Li Min, Jiang Xiuli, Su Tingwei, Jiang Lei, Zhou Weiwei, Wang Weiqing
Shanghai Clinical Center for Endocrine and Metabolic Diseases, Shanghai Key Laboratory for Endocrine Tumors, Rui-Jin Hospital, Shanghai Jiao-Tong University School of Medicine, Shanghai, China (mainland).
Med Sci Monit. 2017 Jul 4;23:3253-3260. doi: 10.12659/msm.903348.
BACKGROUND Previous studies have clearly demonstrated that metformin inhibits cell proliferation and cell growth in many types of human cancers. Increased survival rates in patients with breast and lung cancer receiving metformin have also been observed. However, the effect of metformin on pheochromocytoma cells remains unexplored. MATERIAL AND METHODS Rat pheochromocytoma cells (PC12 cells) were cultured and treated with metformin or vehicle control. Cell proliferation, cell-cycle, apoptosis, genes expression, and the signaling pathways involved were analyzed in PC12 cells. RESULTS The metformin treatment reduced cell viability and proliferation in rat pheochromocytoma PC12 cells in a dose- and time-dependent manner. Furthermore, metformin exposure led to an increased apoptosis rate and cell-cycle arrest accompanied with downregulation of Ccna2 and Ccnb2. At the molecular level, the AMPK signaling pathway was activated, whereas the mTOR and ERK1/2 signaling pathways were inhibited by metformin. CONCLUSIONS Our data suggest an antiproliferative role of metformin in pheochromocytoma development, which may provide a novel option for future cancer therapy.

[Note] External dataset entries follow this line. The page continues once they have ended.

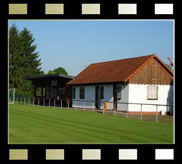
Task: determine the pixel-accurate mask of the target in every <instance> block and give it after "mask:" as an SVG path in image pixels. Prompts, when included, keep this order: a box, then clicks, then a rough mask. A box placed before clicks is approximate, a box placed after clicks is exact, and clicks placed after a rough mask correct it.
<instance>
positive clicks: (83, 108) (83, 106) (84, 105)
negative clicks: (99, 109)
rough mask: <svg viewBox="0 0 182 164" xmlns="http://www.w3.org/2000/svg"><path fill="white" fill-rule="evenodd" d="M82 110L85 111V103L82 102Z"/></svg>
mask: <svg viewBox="0 0 182 164" xmlns="http://www.w3.org/2000/svg"><path fill="white" fill-rule="evenodd" d="M83 110H85V102H83Z"/></svg>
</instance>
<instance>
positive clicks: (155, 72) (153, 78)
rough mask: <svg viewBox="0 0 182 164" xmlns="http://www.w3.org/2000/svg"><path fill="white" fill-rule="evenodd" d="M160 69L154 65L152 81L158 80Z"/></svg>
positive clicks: (155, 64) (152, 73)
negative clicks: (158, 72)
mask: <svg viewBox="0 0 182 164" xmlns="http://www.w3.org/2000/svg"><path fill="white" fill-rule="evenodd" d="M157 70H158V67H157V65H156V64H153V65H152V80H157V79H158V73H157Z"/></svg>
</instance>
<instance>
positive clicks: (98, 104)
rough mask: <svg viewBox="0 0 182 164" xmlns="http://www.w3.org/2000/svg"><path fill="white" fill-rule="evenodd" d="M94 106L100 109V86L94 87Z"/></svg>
mask: <svg viewBox="0 0 182 164" xmlns="http://www.w3.org/2000/svg"><path fill="white" fill-rule="evenodd" d="M95 107H96V109H100V87H99V86H96V87H95Z"/></svg>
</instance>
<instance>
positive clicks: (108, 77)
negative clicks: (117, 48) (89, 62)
mask: <svg viewBox="0 0 182 164" xmlns="http://www.w3.org/2000/svg"><path fill="white" fill-rule="evenodd" d="M153 57H156V58H158V57H157V56H156V55H155V54H153V55H148V56H141V57H135V58H127V59H121V60H114V61H108V62H102V63H94V64H90V65H89V66H88V67H87V68H85V69H84V70H83V71H82V72H80V73H79V74H78V75H77V76H76V78H75V79H73V80H71V81H70V82H69V83H68V85H78V84H91V83H112V82H126V81H127V80H128V79H129V78H130V77H131V76H132V75H133V74H134V73H135V72H136V71H137V70H138V69H139V68H140V67H142V66H143V65H144V64H145V63H146V62H147V61H148V60H150V59H151V58H153ZM158 59H159V58H158ZM159 60H160V59H159Z"/></svg>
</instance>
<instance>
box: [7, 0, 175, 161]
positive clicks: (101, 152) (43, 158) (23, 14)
mask: <svg viewBox="0 0 182 164" xmlns="http://www.w3.org/2000/svg"><path fill="white" fill-rule="evenodd" d="M71 3H72V4H71ZM106 4H107V5H106ZM70 6H71V7H70ZM75 6H76V7H75ZM145 6H147V7H146V8H145ZM7 7H8V10H7V11H8V12H7V15H8V18H50V19H54V18H77V17H79V18H80V17H81V18H84V17H85V16H86V17H87V16H88V18H93V19H95V18H97V17H98V18H111V19H112V18H134V19H135V18H138V17H139V18H140V17H142V18H150V17H152V18H153V17H154V18H158V16H160V18H161V16H162V17H163V18H173V16H174V15H175V10H174V7H175V4H174V3H173V2H171V1H167V2H166V3H164V2H159V3H157V2H156V3H155V2H147V1H146V2H142V3H139V2H135V1H132V2H128V3H127V1H125V2H119V1H118V2H114V3H112V2H107V3H104V2H99V1H94V2H92V1H90V2H71V1H70V2H67V1H61V0H60V1H55V2H54V1H49V2H44V3H42V2H41V3H36V2H32V1H18V0H17V1H12V2H8V4H7ZM149 8H150V9H149ZM89 16H90V17H89ZM171 16H172V17H171ZM42 146H43V147H42ZM42 146H38V147H37V148H36V146H35V147H34V145H32V147H31V146H26V145H23V148H21V147H22V146H16V145H11V146H8V147H9V148H8V149H7V155H8V159H9V160H10V161H14V160H24V161H32V160H43V161H44V160H61V161H68V160H71V159H73V158H75V161H81V160H101V161H107V160H108V159H109V158H111V159H112V160H113V161H119V160H142V159H144V158H145V159H147V158H148V159H149V160H175V159H176V152H175V150H176V149H174V148H173V147H175V146H174V145H170V146H169V147H168V146H160V147H162V148H155V145H154V146H149V147H147V146H145V145H144V146H143V147H142V148H141V149H140V148H135V146H132V145H131V146H129V147H128V146H123V145H121V146H117V148H116V147H115V145H109V146H108V147H107V148H105V147H103V146H102V145H101V146H96V147H95V148H93V147H94V146H92V148H81V147H83V146H81V147H79V146H78V145H73V146H69V145H68V146H66V145H65V146H64V148H62V146H61V145H60V146H58V145H57V146H56V148H54V146H53V148H50V146H47V145H42ZM27 147H28V148H27ZM60 147H61V148H60ZM85 147H86V146H85ZM98 147H100V148H98ZM113 147H114V148H113ZM118 147H119V148H118ZM123 147H124V148H123ZM133 147H134V148H133ZM156 147H157V146H156Z"/></svg>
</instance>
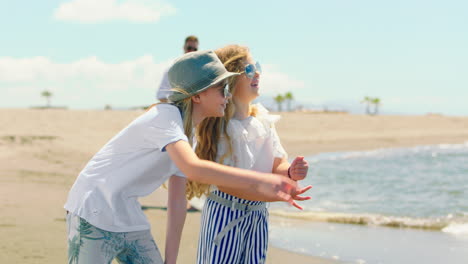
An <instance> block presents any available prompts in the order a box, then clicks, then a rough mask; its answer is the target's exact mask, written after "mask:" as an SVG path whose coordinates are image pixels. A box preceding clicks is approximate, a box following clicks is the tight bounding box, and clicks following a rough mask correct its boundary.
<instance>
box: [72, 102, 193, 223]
mask: <svg viewBox="0 0 468 264" xmlns="http://www.w3.org/2000/svg"><path fill="white" fill-rule="evenodd" d="M179 140H185V141H188V139H187V136H186V135H185V134H184V129H183V122H182V118H181V114H180V112H179V110H178V109H177V107H175V106H173V105H170V104H158V105H156V106H155V107H153V108H151V109H150V110H149V111H148V112H146V113H144V114H143V115H141V116H140V117H138V118H137V119H135V120H134V121H133V122H132V123H130V125H128V126H127V127H126V128H125V129H123V130H122V131H120V132H119V133H118V134H117V135H116V136H114V137H113V138H112V139H111V140H110V141H109V142H108V143H107V144H106V145H105V146H104V147H103V148H102V149H101V150H99V152H98V153H96V155H94V157H93V158H92V159H91V160H90V161H89V162H88V164H87V165H86V167H85V168H84V169H83V170H82V171H81V173H80V174H79V176H78V178H77V180H76V182H75V183H74V185H73V187H72V189H71V190H70V193H69V195H68V200H67V202H66V204H65V206H64V207H65V209H66V210H68V211H69V212H71V213H73V214H75V215H78V216H79V217H81V218H83V219H85V220H86V221H88V222H89V223H90V224H92V225H94V226H96V227H98V228H101V229H104V230H107V231H112V232H131V231H140V230H148V229H150V225H149V222H148V220H147V219H146V216H145V215H144V213H143V211H142V210H141V205H140V203H139V202H138V198H139V197H143V196H147V195H149V194H150V193H152V192H153V191H154V190H156V189H157V188H158V187H159V186H161V185H162V184H163V183H164V182H165V181H166V180H167V179H169V177H170V176H172V175H178V176H181V177H185V175H184V174H182V172H180V171H179V169H178V168H177V167H176V165H175V164H174V163H173V162H172V160H171V159H170V157H169V155H168V153H167V152H165V147H166V146H167V145H168V144H170V143H173V142H176V141H179Z"/></svg>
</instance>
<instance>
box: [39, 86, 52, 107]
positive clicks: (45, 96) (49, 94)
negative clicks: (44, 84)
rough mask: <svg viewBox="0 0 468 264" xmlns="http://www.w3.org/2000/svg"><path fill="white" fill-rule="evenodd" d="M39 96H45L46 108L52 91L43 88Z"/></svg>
mask: <svg viewBox="0 0 468 264" xmlns="http://www.w3.org/2000/svg"><path fill="white" fill-rule="evenodd" d="M41 96H42V97H45V99H46V101H47V108H49V107H50V98H51V97H52V93H51V92H49V91H47V90H45V91H43V92H42V93H41Z"/></svg>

背景 先前的研究已清楚表明,二甲双胍可抑制多种人类癌症中的细胞增殖和细胞生长。接受二甲双胍治疗的乳腺癌和肺癌患者的生存率也有所提高。然而,二甲双胍对嗜铬细胞瘤细胞的作用仍未得到探索。
材料与方法 培养大鼠嗜铬细胞瘤细胞(PC12细胞),并用二甲双胍或溶剂对照进行处理。对PC12细胞的细胞增殖、细胞周期、凋亡、基因表达及相关信号通路进行分析。
结果 二甲双胍处理以剂量和时间依赖性方式降低了大鼠嗜铬细胞瘤PC12细胞的活力和增殖。此外,二甲双胍处理导致凋亡率增加和细胞周期停滞,并伴有Ccna2和Ccnb2的下调。在分子水平上,AMPK信号通路被激活,而mTOR和ERK1/2信号通路被二甲双胍抑制。
结论 我们的数据表明二甲双胍在嗜铬细胞瘤发生中具有抗增殖作用,这可能为未来的癌症治疗提供一种新的选择。